Qui è racchiusa in parte anche la contraddizione dello Stato più progressista degli Usa, che però sta diventando inaccessibile, perché è anche il più ricco, costoso ed elitario. La tendenza durava da tempo, ma la rivoluzione digitale e la Silicon Valley l’hanno accelerata. Il reddito medio della California è 75.277 dollari all’anno, e il valore medio delle case a San Francisco è 1,3 milioni, circa il doppio della stessa Los Angeles. Le tasse ovviamente sono alte, per pagare servizi e manutenzione. Il risultato statistico rilevato dal Census Bureau è che chi guadagna più di 200.000 dollari all’anno viene, mentre chi ne incassa meno di 55.000 scappa. Le destinazioni preferite sono il Texas, 86.164 traslochi nell’ultimo anno, e l’Arizona, 68.516. Cosa che stressa assai i repubblicani, perché questo travaso di liberal californiani molto motivati rischia di rovesciare gli equilibri politici, contribuendo a cambiare la faccia elettorale degli Stati vicini tradizionalmente conservatori.

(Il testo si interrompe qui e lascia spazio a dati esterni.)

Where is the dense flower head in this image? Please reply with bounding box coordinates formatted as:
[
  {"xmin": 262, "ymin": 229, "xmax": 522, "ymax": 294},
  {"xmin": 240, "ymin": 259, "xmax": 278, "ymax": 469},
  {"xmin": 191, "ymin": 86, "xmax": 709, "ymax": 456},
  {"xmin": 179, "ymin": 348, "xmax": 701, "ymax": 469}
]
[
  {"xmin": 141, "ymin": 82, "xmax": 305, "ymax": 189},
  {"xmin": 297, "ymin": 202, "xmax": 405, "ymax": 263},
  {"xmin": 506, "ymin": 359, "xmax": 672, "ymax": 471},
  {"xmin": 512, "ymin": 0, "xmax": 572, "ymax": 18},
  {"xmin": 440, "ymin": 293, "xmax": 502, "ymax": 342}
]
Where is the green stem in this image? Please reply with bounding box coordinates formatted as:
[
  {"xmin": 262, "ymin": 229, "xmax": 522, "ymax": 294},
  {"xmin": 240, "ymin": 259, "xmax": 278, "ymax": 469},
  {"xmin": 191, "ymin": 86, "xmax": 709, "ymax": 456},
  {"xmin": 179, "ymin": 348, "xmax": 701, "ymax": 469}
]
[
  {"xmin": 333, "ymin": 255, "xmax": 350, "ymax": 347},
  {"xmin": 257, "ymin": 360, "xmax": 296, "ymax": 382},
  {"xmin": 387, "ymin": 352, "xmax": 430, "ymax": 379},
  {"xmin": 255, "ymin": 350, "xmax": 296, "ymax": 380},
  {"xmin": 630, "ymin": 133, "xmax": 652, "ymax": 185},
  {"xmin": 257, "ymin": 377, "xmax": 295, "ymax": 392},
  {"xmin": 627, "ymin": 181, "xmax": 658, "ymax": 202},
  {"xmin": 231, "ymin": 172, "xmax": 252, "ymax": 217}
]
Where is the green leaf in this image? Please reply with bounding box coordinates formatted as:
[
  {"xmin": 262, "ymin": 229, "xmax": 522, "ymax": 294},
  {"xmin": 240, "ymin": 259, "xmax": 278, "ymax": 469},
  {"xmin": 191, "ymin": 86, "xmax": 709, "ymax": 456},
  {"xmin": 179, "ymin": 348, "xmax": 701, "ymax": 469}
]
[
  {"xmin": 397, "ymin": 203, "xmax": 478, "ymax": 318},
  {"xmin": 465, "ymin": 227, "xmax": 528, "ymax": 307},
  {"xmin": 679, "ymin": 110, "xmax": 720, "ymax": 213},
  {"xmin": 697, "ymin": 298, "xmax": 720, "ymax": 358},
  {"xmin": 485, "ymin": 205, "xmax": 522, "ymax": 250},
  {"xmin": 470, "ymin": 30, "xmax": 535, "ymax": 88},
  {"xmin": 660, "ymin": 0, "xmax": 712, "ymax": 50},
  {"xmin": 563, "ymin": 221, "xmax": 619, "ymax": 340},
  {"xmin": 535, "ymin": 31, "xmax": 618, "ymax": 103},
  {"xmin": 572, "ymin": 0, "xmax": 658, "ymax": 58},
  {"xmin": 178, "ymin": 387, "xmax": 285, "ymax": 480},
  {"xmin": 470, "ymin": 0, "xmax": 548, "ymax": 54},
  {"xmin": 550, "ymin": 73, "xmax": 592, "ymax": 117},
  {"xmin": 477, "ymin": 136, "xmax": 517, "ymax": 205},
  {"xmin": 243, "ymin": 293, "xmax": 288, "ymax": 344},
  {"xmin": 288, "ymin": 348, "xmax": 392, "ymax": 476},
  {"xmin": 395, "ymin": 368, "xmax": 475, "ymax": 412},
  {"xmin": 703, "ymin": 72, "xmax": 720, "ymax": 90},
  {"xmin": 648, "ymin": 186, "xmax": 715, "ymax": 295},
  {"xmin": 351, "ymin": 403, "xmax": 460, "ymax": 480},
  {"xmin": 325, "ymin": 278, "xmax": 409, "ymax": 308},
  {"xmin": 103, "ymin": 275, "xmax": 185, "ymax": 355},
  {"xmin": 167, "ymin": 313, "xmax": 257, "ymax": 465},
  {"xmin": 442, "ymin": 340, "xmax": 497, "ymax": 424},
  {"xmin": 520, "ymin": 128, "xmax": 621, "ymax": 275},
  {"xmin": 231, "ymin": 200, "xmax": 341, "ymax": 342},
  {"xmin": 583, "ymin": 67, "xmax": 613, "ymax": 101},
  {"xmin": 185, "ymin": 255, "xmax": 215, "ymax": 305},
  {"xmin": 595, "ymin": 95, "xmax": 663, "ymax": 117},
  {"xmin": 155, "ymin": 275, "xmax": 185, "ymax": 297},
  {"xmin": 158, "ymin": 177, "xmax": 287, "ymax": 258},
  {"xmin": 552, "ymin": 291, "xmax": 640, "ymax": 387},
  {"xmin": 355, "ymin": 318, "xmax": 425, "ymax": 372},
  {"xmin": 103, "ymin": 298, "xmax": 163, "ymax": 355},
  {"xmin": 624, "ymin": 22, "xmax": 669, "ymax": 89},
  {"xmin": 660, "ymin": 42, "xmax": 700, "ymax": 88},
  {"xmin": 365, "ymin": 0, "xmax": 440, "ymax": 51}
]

Il problema è complicato dal fatto che la California è anche uno Stato agricolo, perciò avrebbe bisogno degli immigrati ispanici per lavorare i campi di verdura o le vigne della Napa Valley. Ma pur proteggendo gli illegali con le "città santuario", per sfidare Trump e guadagnare voti tra i latini in crescita demografica, mantenerli sul piano economico è sempre più difficile.
L’emergenza incendi
A ciò si aggiunge il riscaldamento globale, che sta desertificando regioni un tempo fertili e abitate, e contribuisce agli incendi, che hanno già bruciato 3,1 milioni di acri di terreno, rendendo irrespirabile l’aria. Se non bastasse, adesso si è sommato pure il Covid. In California il virus ha contagiato oltre 770.000 persone, il numero più alto di tutti i 50 Stati americani, danneggiando in maniera proporzionale l’economia.

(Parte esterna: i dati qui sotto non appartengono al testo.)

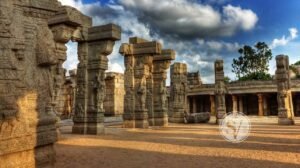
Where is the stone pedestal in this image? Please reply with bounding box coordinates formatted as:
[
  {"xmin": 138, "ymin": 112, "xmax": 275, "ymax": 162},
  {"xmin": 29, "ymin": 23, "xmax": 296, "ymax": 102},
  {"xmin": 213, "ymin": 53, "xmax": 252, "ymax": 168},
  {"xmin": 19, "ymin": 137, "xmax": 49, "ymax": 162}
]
[
  {"xmin": 276, "ymin": 55, "xmax": 294, "ymax": 125},
  {"xmin": 170, "ymin": 63, "xmax": 187, "ymax": 123}
]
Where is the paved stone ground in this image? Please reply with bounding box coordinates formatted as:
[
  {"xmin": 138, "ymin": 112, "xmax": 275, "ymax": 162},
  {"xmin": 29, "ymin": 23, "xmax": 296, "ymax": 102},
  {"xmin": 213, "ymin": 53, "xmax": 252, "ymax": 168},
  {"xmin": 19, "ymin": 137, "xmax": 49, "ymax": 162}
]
[{"xmin": 55, "ymin": 118, "xmax": 300, "ymax": 168}]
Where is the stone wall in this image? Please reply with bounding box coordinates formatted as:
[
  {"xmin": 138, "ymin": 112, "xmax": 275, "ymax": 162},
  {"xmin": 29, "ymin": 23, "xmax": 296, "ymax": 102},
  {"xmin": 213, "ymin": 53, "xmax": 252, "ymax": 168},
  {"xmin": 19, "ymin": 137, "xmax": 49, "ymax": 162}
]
[
  {"xmin": 0, "ymin": 0, "xmax": 62, "ymax": 167},
  {"xmin": 0, "ymin": 0, "xmax": 120, "ymax": 168}
]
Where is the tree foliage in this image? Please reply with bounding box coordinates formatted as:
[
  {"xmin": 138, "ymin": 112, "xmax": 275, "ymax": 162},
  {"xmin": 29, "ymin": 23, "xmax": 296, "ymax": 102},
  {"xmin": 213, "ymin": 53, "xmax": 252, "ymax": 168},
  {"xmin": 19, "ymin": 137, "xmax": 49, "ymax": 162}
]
[{"xmin": 232, "ymin": 42, "xmax": 272, "ymax": 80}]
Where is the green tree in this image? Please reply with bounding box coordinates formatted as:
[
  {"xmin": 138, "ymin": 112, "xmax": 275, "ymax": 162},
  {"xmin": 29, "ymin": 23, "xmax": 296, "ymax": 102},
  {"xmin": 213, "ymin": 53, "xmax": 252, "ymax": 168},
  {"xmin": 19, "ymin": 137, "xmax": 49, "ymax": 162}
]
[{"xmin": 232, "ymin": 42, "xmax": 272, "ymax": 80}]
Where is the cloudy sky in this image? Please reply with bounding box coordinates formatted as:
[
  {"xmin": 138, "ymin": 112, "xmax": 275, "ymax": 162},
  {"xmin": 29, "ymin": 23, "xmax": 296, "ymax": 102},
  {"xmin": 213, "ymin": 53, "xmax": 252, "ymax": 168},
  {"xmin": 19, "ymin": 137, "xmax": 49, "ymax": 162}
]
[{"xmin": 59, "ymin": 0, "xmax": 300, "ymax": 83}]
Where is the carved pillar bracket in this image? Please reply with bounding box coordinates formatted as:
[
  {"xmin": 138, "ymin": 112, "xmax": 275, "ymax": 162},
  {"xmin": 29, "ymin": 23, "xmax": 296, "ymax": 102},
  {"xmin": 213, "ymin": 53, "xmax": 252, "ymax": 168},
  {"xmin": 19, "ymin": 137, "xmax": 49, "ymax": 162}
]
[{"xmin": 276, "ymin": 55, "xmax": 294, "ymax": 125}]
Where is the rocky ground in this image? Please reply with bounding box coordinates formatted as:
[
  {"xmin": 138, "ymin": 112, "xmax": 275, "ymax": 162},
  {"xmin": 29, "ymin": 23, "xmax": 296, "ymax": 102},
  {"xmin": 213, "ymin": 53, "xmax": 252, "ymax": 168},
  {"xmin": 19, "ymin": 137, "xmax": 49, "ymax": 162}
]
[{"xmin": 56, "ymin": 118, "xmax": 300, "ymax": 168}]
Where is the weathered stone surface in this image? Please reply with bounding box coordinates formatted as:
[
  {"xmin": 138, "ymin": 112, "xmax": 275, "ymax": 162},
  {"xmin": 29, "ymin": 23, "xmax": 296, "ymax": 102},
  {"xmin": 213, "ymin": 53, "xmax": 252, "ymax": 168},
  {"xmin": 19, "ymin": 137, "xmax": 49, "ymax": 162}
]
[
  {"xmin": 73, "ymin": 24, "xmax": 121, "ymax": 134},
  {"xmin": 215, "ymin": 60, "xmax": 227, "ymax": 123},
  {"xmin": 119, "ymin": 37, "xmax": 175, "ymax": 128},
  {"xmin": 149, "ymin": 49, "xmax": 175, "ymax": 126},
  {"xmin": 276, "ymin": 55, "xmax": 294, "ymax": 125},
  {"xmin": 184, "ymin": 112, "xmax": 210, "ymax": 123},
  {"xmin": 169, "ymin": 63, "xmax": 187, "ymax": 123},
  {"xmin": 104, "ymin": 72, "xmax": 125, "ymax": 116},
  {"xmin": 0, "ymin": 0, "xmax": 120, "ymax": 168}
]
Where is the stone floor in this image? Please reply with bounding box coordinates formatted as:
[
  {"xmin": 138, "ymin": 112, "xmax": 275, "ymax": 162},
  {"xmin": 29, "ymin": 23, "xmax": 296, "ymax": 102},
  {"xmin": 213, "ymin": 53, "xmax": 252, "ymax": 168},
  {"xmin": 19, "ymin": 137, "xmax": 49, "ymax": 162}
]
[{"xmin": 56, "ymin": 117, "xmax": 300, "ymax": 168}]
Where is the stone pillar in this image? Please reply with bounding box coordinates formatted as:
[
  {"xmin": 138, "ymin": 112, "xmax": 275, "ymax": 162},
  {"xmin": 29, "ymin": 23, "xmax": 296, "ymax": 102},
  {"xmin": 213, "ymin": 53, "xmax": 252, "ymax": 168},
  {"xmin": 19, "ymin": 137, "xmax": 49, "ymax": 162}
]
[
  {"xmin": 149, "ymin": 50, "xmax": 175, "ymax": 126},
  {"xmin": 257, "ymin": 94, "xmax": 264, "ymax": 116},
  {"xmin": 209, "ymin": 95, "xmax": 216, "ymax": 115},
  {"xmin": 263, "ymin": 96, "xmax": 269, "ymax": 116},
  {"xmin": 170, "ymin": 63, "xmax": 187, "ymax": 123},
  {"xmin": 239, "ymin": 96, "xmax": 244, "ymax": 113},
  {"xmin": 0, "ymin": 0, "xmax": 91, "ymax": 167},
  {"xmin": 73, "ymin": 24, "xmax": 121, "ymax": 134},
  {"xmin": 276, "ymin": 55, "xmax": 294, "ymax": 125},
  {"xmin": 119, "ymin": 37, "xmax": 161, "ymax": 128},
  {"xmin": 193, "ymin": 96, "xmax": 197, "ymax": 113},
  {"xmin": 215, "ymin": 60, "xmax": 226, "ymax": 123},
  {"xmin": 232, "ymin": 95, "xmax": 238, "ymax": 113}
]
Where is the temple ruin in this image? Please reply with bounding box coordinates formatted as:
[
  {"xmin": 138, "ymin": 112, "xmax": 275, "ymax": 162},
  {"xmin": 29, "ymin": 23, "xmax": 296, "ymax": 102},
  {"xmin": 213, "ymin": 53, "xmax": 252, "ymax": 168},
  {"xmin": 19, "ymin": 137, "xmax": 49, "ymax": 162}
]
[
  {"xmin": 0, "ymin": 0, "xmax": 121, "ymax": 167},
  {"xmin": 120, "ymin": 37, "xmax": 175, "ymax": 128},
  {"xmin": 104, "ymin": 72, "xmax": 125, "ymax": 116}
]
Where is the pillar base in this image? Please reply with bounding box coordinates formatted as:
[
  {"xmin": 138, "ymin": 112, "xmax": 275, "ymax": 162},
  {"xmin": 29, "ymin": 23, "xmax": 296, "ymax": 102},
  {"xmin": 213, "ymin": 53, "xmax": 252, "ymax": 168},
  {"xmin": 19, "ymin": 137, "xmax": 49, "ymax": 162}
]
[
  {"xmin": 72, "ymin": 123, "xmax": 105, "ymax": 135},
  {"xmin": 216, "ymin": 118, "xmax": 224, "ymax": 124},
  {"xmin": 86, "ymin": 123, "xmax": 105, "ymax": 135},
  {"xmin": 148, "ymin": 118, "xmax": 155, "ymax": 126},
  {"xmin": 278, "ymin": 118, "xmax": 295, "ymax": 125},
  {"xmin": 72, "ymin": 122, "xmax": 85, "ymax": 134},
  {"xmin": 135, "ymin": 120, "xmax": 149, "ymax": 128},
  {"xmin": 152, "ymin": 117, "xmax": 168, "ymax": 127},
  {"xmin": 123, "ymin": 120, "xmax": 135, "ymax": 128}
]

Trump, che nel 2016 aveva perso lo Stato con un distacco del 30% da Hillary Clinton, cerca di scaricare le colpe sul governatore e i sindaci democratici, minacciando di tagliare i fondi. Ma a parte il fatto che il 57% delle foreste incendiate sono di proprietà federale, ossia sua responsabilità, non ha alcuna speranza di conquistare la California. Piuttosto la crisi che attraversa potrebbe pesare sull’economia nazionale, complicando la sua rielezione. Darla sulla via del tramonto sarebbe esagerato, anche perché con 39 milioni di abitanti resta lo Stato più popolato, ricco, e pieno di risorse naturali, umane, creative. Forse però il cielo grigio dell’inverno non basterebbe più ai "Mamas & the Papas", per cantare oggi «California dreamin’».